Sicilian cannoli: the shell is everything.

MAY 8, 2026· 3 MIN READ · ★★★★☆  4.8

In Sicily, cannoli are made the same day, filled at the last moment, and eaten immediately. What you find sitting in a pastry case is already a compromise.

METHOD
7 steps, and one will define the dish.
01

Combine flour, sugar, lard, egg, and Marsala until a firm dough forms. Wrap, rest 30 minutes.

02

Through a fine sieve overnight. It must be completely dry.

03

Roll dough to 2mm. Cut 10cm circles.

04

Seal the edge with egg white. Press firmly.

05

Oil at 180°C. 2 minutes until deeply golden and blistered. Drain on paper.

06

Sieve the ricotta with icing sugar. Fold in chocolate chips.

07

With a piping bag. Chopped pistachios on the ends.
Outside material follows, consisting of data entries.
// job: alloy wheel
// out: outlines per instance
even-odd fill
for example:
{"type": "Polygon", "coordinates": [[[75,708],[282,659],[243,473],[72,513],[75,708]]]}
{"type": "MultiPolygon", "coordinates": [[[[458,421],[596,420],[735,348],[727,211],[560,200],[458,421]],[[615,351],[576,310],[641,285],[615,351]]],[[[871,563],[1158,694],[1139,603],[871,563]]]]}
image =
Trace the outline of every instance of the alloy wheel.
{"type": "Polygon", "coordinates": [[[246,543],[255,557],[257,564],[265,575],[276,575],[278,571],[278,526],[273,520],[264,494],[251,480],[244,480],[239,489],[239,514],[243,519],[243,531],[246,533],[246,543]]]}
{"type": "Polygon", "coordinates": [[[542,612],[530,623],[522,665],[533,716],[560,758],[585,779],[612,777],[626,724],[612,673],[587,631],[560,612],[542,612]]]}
WHY IT WORKS — THE SCIENCE

The cream is made the day before. The shell is not.

In Sicily, the cannolo is a serious matter. Not because it’s difficult to make — the shell is fried pastry, the cream is ricotta and sugar — but because the variables that ruin it are many and all avoidable. Outside Sicily, almost every cannolo you will encounter has already been compromised.

The central problem is time. The crisp shell and the moist cream are natural enemies. Within 20 minutes of contact, the shell begins to soften. Within two hours it is unrecoverable. This is why in Sicily the cannolo is filled to order and eaten immediately.

Sheep’s milk ricotta

Sheep’s milk ricotta is fattier, more flavourful, and — crucially — drier than cow’s milk ricotta. Dryness is everything. The cream of a cannolo must have no residual moisture or it will infiltrate the shell faster than usual. If you use cow’s milk ricotta, strain it in a fine-mesh sieve for at least eight hours in the refrigerator.

“A well-made cannolo needs nothing. The ricotta is sweet. The shell is savoury. The chocolate is bitter. They work together without explanation.”— CORRADO ASSENZA, CAFFÈ SICILIA, NOTO

The shell: lard is not optional

The traditional dough uses lard, not butter, not oil. Lard produces a flakier shell with the characteristic surface blisters — those that tell you the oil was at the right temperature. The dry Marsala in the dough adds flavour and helps form the blisters during frying. Without it you get a smooth, dense shell that is a different thing entirely.

The filling: the day before

Make the ricotta cream the day before and refrigerate it overnight. This allows it to firm and develop flavour. The shells should be made and fried a few hours before serving — they keep their crunch for about 4 hours in a cool, dry place, and should never be refrigerated unfilled (moisture ruins the shell instantly).